Excerpt from our One Page Annotated Wall Street Journal Summary (receive it by email every morning by signing up here):
AHEAD OF THE TAPE: Hollow Legs
Summary: Investors appetite for newly minted bonds is feeding the leveraged-buyout [LBO] boom. In August companies issued $58.4 billion in bonds, compared to $51.5 billion in August 2005. Over $200b in deals to take companies private have been announced this year. The buyouts, which are financed largely by debt, account for nearly a quarter of U.S. mergers & acquisitions this year; in 1988, a peak-year in the '80s LBO boom, buyouts were only 14% of M&A action. Bonds of firms acquired in LBOs are considered risky. Typically, bond investors might demand higher yields, but they haven't. If this trend continues, private-equity firms may be encouraged to begin bidding-up the values of bigger companies, confident the bond market will help finance their offers. WSJ bottom line: "Stock-market valuations for small and midsize companies are historically pricey compared with big companies, in part because investors see little chance of the big guys getting taken private. By the end of the year, they may be proven wrong."

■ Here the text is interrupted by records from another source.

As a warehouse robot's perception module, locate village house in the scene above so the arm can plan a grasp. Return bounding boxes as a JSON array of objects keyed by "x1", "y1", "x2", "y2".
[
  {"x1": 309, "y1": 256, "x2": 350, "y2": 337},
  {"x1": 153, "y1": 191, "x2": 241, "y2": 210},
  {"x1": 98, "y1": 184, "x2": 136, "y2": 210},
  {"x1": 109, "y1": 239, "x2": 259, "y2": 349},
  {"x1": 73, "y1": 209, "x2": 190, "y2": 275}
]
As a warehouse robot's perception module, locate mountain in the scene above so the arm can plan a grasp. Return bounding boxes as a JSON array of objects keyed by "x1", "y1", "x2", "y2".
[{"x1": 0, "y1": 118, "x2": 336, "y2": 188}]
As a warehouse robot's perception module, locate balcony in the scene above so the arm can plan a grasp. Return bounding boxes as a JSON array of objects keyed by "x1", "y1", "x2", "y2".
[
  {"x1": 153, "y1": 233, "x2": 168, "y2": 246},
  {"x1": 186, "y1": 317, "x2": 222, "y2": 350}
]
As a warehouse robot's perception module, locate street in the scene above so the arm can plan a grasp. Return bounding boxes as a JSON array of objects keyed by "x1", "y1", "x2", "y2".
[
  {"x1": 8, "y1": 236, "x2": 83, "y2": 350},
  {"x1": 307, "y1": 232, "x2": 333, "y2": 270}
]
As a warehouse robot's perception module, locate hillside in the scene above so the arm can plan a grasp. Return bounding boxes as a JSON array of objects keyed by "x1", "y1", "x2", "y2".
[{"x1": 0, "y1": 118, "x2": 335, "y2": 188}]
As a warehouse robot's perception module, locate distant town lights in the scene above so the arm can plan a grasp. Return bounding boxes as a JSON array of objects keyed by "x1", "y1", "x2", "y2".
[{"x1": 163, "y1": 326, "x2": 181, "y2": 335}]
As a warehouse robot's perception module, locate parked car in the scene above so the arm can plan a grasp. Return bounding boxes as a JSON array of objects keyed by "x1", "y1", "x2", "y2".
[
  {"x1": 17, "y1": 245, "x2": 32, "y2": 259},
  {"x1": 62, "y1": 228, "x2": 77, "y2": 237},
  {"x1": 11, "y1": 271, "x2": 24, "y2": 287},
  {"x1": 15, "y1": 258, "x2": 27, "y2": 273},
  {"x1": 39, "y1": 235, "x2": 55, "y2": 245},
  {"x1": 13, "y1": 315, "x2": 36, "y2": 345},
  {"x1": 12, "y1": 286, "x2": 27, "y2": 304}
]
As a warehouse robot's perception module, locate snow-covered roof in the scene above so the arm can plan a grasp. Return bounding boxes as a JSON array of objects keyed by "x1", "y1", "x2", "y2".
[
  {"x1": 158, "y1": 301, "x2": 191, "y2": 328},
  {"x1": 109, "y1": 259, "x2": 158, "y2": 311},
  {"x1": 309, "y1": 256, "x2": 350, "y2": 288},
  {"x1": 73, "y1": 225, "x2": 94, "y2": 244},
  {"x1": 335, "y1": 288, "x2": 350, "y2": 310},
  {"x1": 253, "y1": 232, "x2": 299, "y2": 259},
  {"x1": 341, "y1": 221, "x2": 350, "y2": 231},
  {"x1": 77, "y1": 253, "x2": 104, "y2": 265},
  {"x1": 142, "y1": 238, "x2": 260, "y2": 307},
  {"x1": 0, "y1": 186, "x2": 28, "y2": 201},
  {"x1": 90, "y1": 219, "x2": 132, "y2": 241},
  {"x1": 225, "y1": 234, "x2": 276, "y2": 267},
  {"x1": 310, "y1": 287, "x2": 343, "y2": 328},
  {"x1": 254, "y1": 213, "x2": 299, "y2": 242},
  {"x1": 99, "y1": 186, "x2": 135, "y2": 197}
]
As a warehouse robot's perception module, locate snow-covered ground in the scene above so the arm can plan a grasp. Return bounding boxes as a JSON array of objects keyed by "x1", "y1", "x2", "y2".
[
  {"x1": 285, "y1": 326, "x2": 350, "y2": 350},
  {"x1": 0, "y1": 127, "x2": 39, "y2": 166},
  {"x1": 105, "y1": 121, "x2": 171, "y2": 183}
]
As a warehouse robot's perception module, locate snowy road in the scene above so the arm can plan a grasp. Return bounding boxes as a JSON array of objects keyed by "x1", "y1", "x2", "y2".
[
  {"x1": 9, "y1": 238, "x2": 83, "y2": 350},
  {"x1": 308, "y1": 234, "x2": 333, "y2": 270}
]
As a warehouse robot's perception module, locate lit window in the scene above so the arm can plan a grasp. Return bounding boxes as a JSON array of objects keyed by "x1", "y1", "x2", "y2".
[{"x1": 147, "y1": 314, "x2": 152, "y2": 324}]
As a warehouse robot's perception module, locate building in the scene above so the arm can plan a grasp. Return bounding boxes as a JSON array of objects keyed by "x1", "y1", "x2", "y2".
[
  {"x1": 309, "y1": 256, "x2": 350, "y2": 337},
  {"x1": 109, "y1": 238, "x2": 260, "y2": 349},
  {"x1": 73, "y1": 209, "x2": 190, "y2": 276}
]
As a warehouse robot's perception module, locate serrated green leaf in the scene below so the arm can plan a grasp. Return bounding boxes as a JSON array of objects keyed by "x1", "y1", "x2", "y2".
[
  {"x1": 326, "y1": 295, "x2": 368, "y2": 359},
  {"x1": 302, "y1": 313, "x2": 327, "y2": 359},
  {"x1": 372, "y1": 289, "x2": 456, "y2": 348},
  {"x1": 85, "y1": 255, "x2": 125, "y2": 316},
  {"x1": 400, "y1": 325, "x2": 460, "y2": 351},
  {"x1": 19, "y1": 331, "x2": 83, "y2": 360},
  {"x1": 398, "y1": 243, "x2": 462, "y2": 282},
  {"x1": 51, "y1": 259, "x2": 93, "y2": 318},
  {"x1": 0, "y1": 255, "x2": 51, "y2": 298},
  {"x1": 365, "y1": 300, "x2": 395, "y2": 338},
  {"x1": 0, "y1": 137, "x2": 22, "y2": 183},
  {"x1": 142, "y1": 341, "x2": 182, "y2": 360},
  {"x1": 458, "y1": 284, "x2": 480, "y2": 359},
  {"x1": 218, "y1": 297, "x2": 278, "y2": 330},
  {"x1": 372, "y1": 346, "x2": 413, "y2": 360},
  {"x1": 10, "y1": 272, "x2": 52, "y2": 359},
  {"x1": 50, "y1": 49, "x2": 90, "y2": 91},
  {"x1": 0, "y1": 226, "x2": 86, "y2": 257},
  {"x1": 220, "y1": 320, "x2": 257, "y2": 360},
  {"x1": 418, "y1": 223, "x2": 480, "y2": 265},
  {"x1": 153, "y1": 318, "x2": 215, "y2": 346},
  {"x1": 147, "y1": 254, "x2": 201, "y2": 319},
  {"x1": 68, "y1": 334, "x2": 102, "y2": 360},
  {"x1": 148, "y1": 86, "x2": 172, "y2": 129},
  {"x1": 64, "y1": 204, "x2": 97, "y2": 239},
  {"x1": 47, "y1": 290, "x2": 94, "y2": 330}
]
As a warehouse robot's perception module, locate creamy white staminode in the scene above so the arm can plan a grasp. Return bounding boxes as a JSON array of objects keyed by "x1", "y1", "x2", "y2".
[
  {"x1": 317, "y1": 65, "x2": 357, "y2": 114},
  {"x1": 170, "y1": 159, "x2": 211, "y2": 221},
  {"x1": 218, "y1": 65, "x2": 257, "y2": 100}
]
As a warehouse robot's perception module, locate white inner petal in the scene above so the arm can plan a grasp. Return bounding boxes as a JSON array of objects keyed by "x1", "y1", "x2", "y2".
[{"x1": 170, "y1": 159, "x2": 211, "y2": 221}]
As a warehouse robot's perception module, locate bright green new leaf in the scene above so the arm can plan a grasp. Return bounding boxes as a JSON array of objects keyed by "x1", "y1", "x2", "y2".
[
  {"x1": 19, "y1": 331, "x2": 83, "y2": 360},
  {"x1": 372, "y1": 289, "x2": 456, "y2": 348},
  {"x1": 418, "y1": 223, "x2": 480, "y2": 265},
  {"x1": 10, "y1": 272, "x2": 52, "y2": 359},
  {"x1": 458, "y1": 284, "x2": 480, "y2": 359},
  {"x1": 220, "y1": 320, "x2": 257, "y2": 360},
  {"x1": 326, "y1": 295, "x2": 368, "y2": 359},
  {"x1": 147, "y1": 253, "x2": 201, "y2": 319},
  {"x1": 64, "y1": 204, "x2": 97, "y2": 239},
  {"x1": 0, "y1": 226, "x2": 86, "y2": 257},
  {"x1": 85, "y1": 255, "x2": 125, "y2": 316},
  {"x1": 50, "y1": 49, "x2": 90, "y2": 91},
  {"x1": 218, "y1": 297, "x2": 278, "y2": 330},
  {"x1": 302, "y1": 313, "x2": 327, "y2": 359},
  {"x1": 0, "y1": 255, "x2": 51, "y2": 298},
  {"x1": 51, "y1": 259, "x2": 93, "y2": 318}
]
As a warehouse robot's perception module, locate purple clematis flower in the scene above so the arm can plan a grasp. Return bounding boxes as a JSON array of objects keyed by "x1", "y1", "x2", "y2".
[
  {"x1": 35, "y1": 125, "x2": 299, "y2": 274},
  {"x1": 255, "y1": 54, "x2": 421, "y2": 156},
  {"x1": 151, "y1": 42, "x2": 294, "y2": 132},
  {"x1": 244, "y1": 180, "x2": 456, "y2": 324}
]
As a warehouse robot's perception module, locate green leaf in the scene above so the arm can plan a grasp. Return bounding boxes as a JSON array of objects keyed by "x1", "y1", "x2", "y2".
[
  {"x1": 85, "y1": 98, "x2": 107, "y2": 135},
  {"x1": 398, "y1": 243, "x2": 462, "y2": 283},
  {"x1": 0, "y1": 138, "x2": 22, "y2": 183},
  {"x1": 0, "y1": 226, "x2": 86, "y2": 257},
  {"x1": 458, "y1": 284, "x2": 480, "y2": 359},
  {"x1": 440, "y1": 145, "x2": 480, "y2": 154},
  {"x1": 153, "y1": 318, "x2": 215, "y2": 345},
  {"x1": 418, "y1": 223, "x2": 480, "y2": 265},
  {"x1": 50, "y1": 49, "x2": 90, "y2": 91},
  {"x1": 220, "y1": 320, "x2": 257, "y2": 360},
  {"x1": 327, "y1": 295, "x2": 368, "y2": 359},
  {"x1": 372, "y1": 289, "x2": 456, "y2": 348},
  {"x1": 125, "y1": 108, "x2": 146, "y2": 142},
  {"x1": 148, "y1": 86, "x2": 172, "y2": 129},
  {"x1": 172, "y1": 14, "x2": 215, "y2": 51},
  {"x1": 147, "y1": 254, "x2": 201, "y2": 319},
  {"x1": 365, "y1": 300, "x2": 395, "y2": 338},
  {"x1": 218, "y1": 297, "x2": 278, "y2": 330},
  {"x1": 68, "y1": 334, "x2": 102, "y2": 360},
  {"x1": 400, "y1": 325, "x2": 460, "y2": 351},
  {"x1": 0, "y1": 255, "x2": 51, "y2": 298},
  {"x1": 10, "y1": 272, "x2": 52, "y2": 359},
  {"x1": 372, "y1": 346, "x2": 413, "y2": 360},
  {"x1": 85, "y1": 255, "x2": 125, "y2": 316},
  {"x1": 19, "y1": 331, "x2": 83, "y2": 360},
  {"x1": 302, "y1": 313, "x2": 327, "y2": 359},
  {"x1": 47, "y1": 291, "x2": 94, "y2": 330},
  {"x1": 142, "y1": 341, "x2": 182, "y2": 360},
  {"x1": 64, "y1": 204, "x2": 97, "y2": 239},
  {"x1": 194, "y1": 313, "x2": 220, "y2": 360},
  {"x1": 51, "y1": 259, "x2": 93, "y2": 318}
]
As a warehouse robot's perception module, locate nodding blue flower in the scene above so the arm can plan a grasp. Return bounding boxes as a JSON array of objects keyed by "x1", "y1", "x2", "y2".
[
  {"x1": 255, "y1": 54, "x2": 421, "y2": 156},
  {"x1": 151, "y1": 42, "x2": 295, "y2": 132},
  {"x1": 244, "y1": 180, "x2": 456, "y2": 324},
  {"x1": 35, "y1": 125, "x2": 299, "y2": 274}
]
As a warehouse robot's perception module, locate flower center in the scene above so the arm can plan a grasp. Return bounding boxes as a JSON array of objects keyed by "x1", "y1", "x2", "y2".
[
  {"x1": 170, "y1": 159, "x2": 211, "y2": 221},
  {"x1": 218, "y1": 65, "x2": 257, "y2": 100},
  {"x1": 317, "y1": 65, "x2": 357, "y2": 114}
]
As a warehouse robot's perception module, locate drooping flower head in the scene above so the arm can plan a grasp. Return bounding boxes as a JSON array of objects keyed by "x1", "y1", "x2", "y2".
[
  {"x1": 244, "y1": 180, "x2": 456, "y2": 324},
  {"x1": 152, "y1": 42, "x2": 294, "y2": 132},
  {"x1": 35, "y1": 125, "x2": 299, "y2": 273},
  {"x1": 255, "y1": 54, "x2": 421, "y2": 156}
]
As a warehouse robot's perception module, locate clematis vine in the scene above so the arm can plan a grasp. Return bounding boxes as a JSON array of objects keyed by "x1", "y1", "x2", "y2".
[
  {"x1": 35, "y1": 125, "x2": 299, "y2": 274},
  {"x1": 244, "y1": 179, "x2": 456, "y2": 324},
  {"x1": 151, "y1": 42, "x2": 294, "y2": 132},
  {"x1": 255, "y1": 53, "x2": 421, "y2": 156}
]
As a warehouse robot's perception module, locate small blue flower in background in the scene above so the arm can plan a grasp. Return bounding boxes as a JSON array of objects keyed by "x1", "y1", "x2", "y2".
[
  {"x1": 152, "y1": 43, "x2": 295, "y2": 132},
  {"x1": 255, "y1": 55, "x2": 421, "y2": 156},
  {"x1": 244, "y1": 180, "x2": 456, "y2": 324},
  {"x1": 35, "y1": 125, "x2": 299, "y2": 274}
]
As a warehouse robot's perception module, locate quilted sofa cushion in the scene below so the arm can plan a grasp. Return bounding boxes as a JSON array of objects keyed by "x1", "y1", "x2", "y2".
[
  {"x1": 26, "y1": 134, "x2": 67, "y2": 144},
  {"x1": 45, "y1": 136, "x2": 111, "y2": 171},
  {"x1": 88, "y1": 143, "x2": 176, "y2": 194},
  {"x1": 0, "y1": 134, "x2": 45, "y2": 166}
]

Comment on related stocks/ETFs: Some companies that have been suggested on Seeking Alpha as potential targets for LBOs: Aetna Inc. (NYSE:AET), Lexmark International Inc. (NYSE:LXK), Blockbuster Inc. (BBI), Thomson (NYSE:TMS), Kirkland's Inc. (NASDAQ:KIRK), and Centex Corp. (CTX). In a recent conference call, Cendant (CD) CEO Henry Silverman was asked about the possibility of a LBO. His response, "Our advisors don’t think at current levels, even with a normal premium, that there’s enough capital in the world to affect an LBO. The funding hole is too big, and therefore the ability of doing an LBO at prices that our board would accept and at which we would get a fairness opinion is really not an available option." If you buy-in to the WSJ's conjecture, the landscape may be changing soon.